Lesson 11 discussion and wiki

stas · April 12, 2019, 11:48pm

I’m trying to wrap my head around 07a_lsuv.ipynb:

    while mdl(xb) is not None and abs(h.mean)  > 1e-3: m.bias -= h.mean
    while mdl(xb) is not None and abs(h.std-1) > 1e-3: m.weight.data /= h.std

the nb annotation says:

Note that the mean doesn’t exactly stay at 0. since we change the standard deviation after by scaling the weight.

It wasn’t helping me to understand why this was so, since, normally dividing by something shouldn’t affect mean.

But since we have ReLU, after the std adjustment changed conv2d weights leading to different output, so this adjustment will impact what ReLU will let through and thus the mean will be different.
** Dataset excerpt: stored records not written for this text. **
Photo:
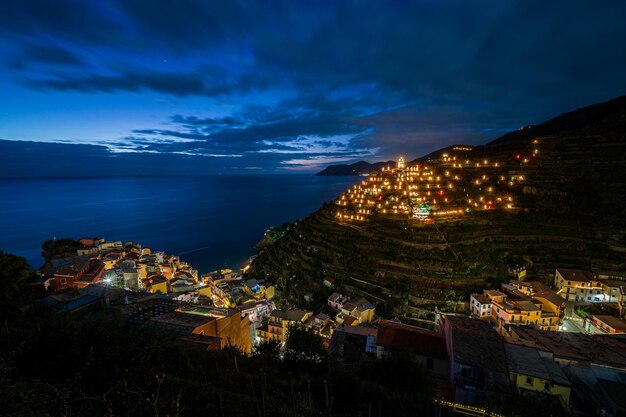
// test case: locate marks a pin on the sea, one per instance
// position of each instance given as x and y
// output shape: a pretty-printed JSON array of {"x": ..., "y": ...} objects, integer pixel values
[{"x": 210, "y": 221}]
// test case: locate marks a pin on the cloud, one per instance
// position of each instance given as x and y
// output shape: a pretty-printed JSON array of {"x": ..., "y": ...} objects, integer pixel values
[{"x": 306, "y": 84}]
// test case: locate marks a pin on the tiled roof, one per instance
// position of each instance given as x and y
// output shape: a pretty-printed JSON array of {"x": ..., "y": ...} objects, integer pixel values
[
  {"x": 402, "y": 336},
  {"x": 527, "y": 361},
  {"x": 576, "y": 274}
]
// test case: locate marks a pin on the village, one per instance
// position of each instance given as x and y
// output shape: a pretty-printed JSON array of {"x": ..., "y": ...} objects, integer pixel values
[
  {"x": 560, "y": 339},
  {"x": 450, "y": 186}
]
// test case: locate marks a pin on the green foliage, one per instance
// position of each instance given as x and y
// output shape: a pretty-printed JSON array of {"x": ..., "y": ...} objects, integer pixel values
[
  {"x": 304, "y": 350},
  {"x": 14, "y": 273},
  {"x": 59, "y": 248},
  {"x": 609, "y": 309},
  {"x": 99, "y": 365}
]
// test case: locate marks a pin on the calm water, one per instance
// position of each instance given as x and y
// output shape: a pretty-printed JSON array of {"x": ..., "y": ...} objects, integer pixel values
[{"x": 211, "y": 222}]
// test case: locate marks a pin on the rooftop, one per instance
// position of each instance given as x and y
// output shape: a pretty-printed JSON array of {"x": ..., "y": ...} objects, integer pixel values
[
  {"x": 290, "y": 315},
  {"x": 611, "y": 321},
  {"x": 607, "y": 350},
  {"x": 476, "y": 344},
  {"x": 577, "y": 275},
  {"x": 527, "y": 361},
  {"x": 481, "y": 298},
  {"x": 402, "y": 336},
  {"x": 181, "y": 319}
]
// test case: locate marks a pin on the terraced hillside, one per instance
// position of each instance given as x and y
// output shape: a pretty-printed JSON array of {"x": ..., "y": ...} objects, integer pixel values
[{"x": 567, "y": 209}]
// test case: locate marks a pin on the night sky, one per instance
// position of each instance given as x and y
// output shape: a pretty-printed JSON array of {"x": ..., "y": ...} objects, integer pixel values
[{"x": 195, "y": 87}]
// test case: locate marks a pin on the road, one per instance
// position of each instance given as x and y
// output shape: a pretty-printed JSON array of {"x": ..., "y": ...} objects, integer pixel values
[{"x": 571, "y": 326}]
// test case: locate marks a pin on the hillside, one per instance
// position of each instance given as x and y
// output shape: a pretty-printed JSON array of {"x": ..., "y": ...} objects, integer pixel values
[
  {"x": 551, "y": 195},
  {"x": 358, "y": 168}
]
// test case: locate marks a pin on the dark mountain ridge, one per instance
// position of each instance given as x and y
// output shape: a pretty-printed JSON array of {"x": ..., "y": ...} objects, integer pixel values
[{"x": 569, "y": 213}]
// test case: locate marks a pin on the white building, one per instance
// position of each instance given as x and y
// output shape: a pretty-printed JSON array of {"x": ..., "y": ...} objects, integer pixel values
[{"x": 480, "y": 305}]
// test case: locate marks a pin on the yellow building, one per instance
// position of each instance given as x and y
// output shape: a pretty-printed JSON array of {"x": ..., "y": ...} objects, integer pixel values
[
  {"x": 532, "y": 374},
  {"x": 156, "y": 284},
  {"x": 280, "y": 320}
]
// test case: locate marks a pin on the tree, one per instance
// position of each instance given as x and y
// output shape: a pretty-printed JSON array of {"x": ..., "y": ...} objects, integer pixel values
[{"x": 304, "y": 349}]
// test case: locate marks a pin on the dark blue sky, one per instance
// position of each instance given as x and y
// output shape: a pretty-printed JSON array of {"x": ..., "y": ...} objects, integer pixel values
[{"x": 145, "y": 87}]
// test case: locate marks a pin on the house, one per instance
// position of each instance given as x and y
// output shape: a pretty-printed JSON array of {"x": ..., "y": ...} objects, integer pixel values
[
  {"x": 360, "y": 309},
  {"x": 329, "y": 282},
  {"x": 611, "y": 289},
  {"x": 337, "y": 300},
  {"x": 255, "y": 311},
  {"x": 587, "y": 360},
  {"x": 130, "y": 275},
  {"x": 156, "y": 284},
  {"x": 81, "y": 304},
  {"x": 92, "y": 275},
  {"x": 480, "y": 305},
  {"x": 477, "y": 359},
  {"x": 280, "y": 320},
  {"x": 578, "y": 285},
  {"x": 605, "y": 324},
  {"x": 531, "y": 373},
  {"x": 68, "y": 271},
  {"x": 227, "y": 325},
  {"x": 542, "y": 310},
  {"x": 252, "y": 286},
  {"x": 180, "y": 285},
  {"x": 517, "y": 271},
  {"x": 427, "y": 346},
  {"x": 349, "y": 344}
]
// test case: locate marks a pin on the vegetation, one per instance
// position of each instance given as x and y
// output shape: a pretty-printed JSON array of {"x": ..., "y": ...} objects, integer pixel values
[
  {"x": 596, "y": 309},
  {"x": 14, "y": 273},
  {"x": 57, "y": 249}
]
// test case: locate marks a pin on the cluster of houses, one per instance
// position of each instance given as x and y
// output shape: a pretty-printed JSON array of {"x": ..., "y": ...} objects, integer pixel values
[
  {"x": 472, "y": 362},
  {"x": 346, "y": 312},
  {"x": 510, "y": 344},
  {"x": 227, "y": 288},
  {"x": 119, "y": 264},
  {"x": 535, "y": 304},
  {"x": 519, "y": 302}
]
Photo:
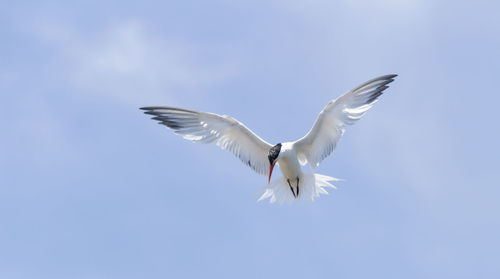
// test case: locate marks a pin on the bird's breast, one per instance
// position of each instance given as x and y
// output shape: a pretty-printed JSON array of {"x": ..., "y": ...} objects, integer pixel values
[{"x": 290, "y": 167}]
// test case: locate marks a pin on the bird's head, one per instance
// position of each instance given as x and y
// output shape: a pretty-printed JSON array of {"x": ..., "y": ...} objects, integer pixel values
[{"x": 273, "y": 155}]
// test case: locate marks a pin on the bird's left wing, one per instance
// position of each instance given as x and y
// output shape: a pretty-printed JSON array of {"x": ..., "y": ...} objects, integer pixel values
[
  {"x": 224, "y": 131},
  {"x": 333, "y": 119}
]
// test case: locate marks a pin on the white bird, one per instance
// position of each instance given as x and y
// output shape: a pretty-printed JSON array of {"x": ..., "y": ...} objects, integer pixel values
[{"x": 230, "y": 134}]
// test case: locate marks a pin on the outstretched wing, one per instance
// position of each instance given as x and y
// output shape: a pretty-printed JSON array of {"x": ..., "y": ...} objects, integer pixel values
[
  {"x": 225, "y": 131},
  {"x": 321, "y": 140}
]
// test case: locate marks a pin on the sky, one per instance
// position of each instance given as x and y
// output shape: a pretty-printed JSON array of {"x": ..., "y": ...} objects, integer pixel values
[{"x": 90, "y": 188}]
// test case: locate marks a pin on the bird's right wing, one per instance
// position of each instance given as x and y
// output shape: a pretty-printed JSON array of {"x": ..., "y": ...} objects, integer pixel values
[
  {"x": 329, "y": 127},
  {"x": 225, "y": 131}
]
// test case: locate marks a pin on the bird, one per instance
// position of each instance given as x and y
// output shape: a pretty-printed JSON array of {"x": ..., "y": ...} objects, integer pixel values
[{"x": 261, "y": 156}]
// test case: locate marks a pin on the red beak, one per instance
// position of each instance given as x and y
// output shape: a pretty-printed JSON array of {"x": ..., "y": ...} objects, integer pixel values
[{"x": 270, "y": 172}]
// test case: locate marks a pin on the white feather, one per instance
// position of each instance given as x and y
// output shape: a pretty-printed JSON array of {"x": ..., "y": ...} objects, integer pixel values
[
  {"x": 224, "y": 131},
  {"x": 330, "y": 125},
  {"x": 311, "y": 186}
]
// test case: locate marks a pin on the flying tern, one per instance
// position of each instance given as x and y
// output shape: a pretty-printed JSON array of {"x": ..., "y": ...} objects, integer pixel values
[{"x": 230, "y": 134}]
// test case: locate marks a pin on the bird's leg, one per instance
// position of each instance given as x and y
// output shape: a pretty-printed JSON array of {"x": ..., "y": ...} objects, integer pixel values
[
  {"x": 297, "y": 186},
  {"x": 291, "y": 188}
]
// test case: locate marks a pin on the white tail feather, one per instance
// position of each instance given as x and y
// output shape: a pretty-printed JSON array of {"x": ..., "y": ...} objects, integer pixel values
[{"x": 311, "y": 186}]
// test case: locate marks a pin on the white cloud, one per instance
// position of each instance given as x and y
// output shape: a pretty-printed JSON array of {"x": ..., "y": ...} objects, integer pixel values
[{"x": 127, "y": 63}]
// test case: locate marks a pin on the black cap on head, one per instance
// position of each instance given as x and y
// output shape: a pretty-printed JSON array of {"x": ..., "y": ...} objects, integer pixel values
[{"x": 273, "y": 153}]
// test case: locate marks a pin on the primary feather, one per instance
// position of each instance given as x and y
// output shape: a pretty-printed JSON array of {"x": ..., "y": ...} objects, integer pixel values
[
  {"x": 224, "y": 131},
  {"x": 330, "y": 125}
]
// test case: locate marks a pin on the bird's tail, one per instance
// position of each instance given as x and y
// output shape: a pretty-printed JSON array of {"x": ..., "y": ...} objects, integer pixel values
[{"x": 311, "y": 186}]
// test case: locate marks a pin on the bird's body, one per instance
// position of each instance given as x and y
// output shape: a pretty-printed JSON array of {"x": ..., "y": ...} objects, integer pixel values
[{"x": 317, "y": 144}]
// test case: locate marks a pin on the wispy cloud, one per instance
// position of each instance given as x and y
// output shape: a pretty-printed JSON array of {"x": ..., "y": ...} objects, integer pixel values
[{"x": 127, "y": 63}]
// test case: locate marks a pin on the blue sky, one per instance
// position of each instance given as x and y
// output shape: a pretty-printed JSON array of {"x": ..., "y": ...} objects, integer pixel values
[{"x": 91, "y": 188}]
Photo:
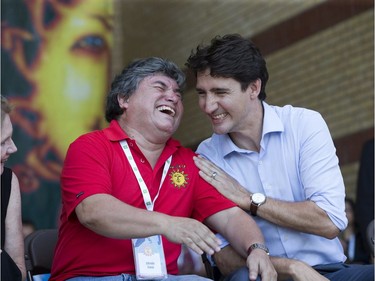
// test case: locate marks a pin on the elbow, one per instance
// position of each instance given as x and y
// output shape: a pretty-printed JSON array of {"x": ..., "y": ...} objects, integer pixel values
[{"x": 86, "y": 215}]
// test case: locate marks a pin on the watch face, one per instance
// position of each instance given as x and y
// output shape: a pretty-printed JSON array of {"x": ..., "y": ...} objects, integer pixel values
[{"x": 258, "y": 198}]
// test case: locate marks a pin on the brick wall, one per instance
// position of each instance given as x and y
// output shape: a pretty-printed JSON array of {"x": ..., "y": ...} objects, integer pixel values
[{"x": 330, "y": 71}]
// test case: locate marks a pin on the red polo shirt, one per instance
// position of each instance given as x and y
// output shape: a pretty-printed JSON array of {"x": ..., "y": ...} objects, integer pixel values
[{"x": 95, "y": 163}]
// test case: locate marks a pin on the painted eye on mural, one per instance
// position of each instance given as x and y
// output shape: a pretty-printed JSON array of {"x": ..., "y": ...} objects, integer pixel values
[{"x": 90, "y": 44}]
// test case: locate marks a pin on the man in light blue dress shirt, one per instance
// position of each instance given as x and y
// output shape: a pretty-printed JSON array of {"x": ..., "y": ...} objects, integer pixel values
[{"x": 277, "y": 163}]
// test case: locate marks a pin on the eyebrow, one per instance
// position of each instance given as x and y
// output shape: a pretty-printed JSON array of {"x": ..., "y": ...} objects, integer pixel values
[
  {"x": 165, "y": 85},
  {"x": 213, "y": 89}
]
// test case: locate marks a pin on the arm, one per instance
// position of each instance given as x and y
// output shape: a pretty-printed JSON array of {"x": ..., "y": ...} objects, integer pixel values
[
  {"x": 228, "y": 260},
  {"x": 14, "y": 244},
  {"x": 303, "y": 216},
  {"x": 242, "y": 231},
  {"x": 108, "y": 216}
]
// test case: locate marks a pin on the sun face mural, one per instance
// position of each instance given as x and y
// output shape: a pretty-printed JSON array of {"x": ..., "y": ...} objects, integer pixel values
[
  {"x": 178, "y": 177},
  {"x": 55, "y": 71}
]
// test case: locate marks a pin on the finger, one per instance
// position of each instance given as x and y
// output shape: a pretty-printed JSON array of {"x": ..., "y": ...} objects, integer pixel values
[
  {"x": 207, "y": 178},
  {"x": 207, "y": 164},
  {"x": 253, "y": 273},
  {"x": 207, "y": 243}
]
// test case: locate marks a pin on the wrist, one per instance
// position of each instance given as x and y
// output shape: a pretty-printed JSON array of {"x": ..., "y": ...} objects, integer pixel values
[{"x": 259, "y": 246}]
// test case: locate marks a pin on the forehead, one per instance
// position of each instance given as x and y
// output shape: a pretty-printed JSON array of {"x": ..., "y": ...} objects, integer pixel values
[
  {"x": 6, "y": 127},
  {"x": 204, "y": 79}
]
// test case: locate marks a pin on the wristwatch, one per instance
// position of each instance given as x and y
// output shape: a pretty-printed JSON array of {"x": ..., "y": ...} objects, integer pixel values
[
  {"x": 256, "y": 200},
  {"x": 257, "y": 246}
]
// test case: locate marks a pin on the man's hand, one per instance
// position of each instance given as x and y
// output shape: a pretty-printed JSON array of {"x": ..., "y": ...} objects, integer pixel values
[
  {"x": 193, "y": 234},
  {"x": 259, "y": 263},
  {"x": 297, "y": 270},
  {"x": 223, "y": 182}
]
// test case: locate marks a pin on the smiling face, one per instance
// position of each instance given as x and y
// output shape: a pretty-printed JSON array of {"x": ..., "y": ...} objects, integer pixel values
[
  {"x": 224, "y": 102},
  {"x": 155, "y": 107},
  {"x": 7, "y": 145}
]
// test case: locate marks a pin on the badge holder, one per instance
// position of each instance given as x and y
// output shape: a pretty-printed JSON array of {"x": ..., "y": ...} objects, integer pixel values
[{"x": 149, "y": 258}]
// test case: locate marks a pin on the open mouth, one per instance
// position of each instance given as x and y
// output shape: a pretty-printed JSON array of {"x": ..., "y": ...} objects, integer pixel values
[
  {"x": 167, "y": 110},
  {"x": 219, "y": 116}
]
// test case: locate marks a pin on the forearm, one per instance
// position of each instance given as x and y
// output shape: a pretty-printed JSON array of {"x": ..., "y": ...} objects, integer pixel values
[
  {"x": 14, "y": 244},
  {"x": 228, "y": 260},
  {"x": 304, "y": 216},
  {"x": 238, "y": 228}
]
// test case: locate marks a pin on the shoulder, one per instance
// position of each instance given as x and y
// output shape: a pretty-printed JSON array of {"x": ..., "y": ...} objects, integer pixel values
[{"x": 293, "y": 112}]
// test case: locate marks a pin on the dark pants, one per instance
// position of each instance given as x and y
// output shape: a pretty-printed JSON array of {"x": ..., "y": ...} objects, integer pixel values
[{"x": 333, "y": 272}]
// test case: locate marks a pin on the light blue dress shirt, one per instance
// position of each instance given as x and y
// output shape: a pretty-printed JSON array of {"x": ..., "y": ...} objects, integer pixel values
[{"x": 297, "y": 162}]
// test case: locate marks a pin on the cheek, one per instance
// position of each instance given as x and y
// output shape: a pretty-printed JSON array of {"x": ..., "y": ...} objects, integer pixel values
[{"x": 202, "y": 103}]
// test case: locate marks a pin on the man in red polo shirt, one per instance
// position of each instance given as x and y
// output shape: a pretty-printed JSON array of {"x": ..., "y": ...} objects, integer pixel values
[{"x": 131, "y": 194}]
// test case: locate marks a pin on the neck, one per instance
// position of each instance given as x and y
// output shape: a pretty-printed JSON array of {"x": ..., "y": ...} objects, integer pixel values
[
  {"x": 151, "y": 148},
  {"x": 249, "y": 135}
]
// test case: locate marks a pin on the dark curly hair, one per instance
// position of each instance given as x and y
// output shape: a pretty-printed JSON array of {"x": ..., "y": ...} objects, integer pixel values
[{"x": 231, "y": 56}]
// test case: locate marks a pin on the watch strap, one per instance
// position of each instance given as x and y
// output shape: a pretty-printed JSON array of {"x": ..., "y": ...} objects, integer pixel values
[
  {"x": 253, "y": 208},
  {"x": 257, "y": 246}
]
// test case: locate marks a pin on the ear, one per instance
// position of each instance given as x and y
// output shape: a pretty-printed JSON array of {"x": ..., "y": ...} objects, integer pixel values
[
  {"x": 254, "y": 88},
  {"x": 123, "y": 102}
]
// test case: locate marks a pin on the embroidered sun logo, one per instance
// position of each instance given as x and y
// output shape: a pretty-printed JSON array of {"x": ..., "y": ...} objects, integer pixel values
[{"x": 178, "y": 177}]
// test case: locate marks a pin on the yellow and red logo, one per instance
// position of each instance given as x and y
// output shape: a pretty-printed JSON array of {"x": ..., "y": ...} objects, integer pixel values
[{"x": 178, "y": 177}]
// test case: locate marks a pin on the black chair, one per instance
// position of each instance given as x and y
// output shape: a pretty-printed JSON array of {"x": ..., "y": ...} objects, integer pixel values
[
  {"x": 39, "y": 250},
  {"x": 212, "y": 272}
]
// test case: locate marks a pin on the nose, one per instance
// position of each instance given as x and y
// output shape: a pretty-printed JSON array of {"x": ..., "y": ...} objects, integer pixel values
[
  {"x": 12, "y": 148},
  {"x": 173, "y": 95}
]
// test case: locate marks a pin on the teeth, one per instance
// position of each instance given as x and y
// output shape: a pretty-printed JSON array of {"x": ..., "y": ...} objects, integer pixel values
[
  {"x": 167, "y": 109},
  {"x": 219, "y": 116}
]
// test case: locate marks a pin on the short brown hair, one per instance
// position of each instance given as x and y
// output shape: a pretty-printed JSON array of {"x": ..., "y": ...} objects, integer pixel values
[{"x": 6, "y": 108}]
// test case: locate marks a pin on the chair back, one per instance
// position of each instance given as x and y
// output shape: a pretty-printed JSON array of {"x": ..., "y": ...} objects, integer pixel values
[{"x": 39, "y": 250}]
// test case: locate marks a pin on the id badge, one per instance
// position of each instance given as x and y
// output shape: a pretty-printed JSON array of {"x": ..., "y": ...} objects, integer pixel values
[{"x": 149, "y": 258}]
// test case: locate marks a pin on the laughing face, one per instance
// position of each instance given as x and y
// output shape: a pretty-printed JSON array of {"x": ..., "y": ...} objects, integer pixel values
[
  {"x": 157, "y": 103},
  {"x": 7, "y": 145},
  {"x": 224, "y": 102}
]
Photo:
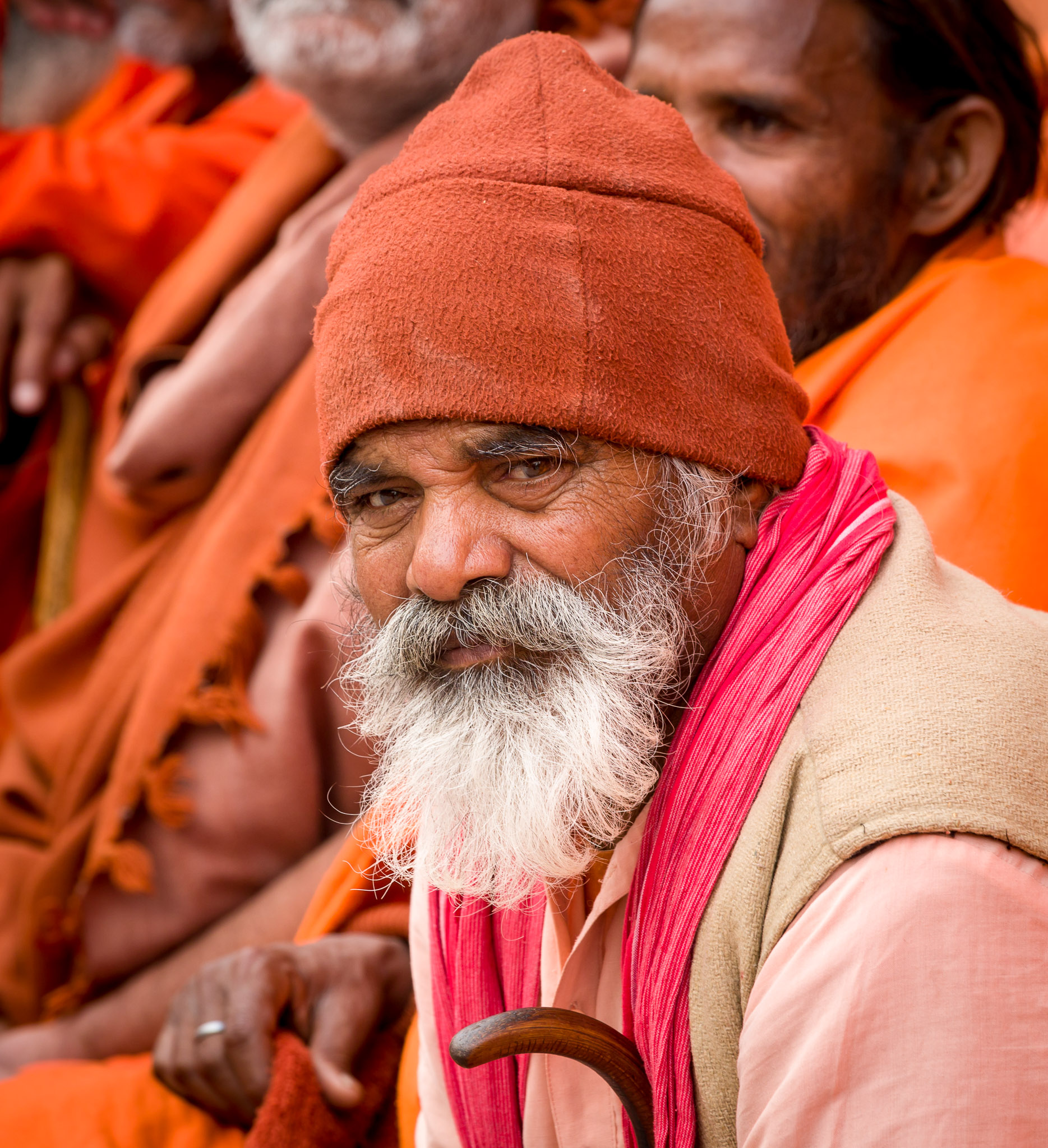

But, wait, let’s flip the 2 and adjust the fixed bias post ReLU after changing the std:

    while mdl(xb) is not None and abs(h.std-1) > 1e-3: m.weight.data /= h.std
    while mdl(xb) is not None and abs(h.mean)  > 1e-3: m.bias -= h.mean

and voila now we get mean=0, std=1:

for m in mods: print(lsuv_module(m, xb))
(2.9802322387695312e-08, 1.0000479221343994)
(6.99442237461767e-09, 0.9994299411773682)
(-4.6566128730773926e-09, 0.9994862079620361)
(-2.7939677238464355e-08, 0.9999381303787231)
(-1.1175870895385742e-08, 1.00041663646698)

The change works, since the sub shift happens after ReLU:

class GeneralRelu(nn.Module):
    [...]
    def forward(self, x):
        x = F.relu(x) # removed leaky_relu since in this nb it is not used
        if self.sub is not None: x.sub_(self.sub)

p.s. should those while loops check that they don’t end up being an infinite loop?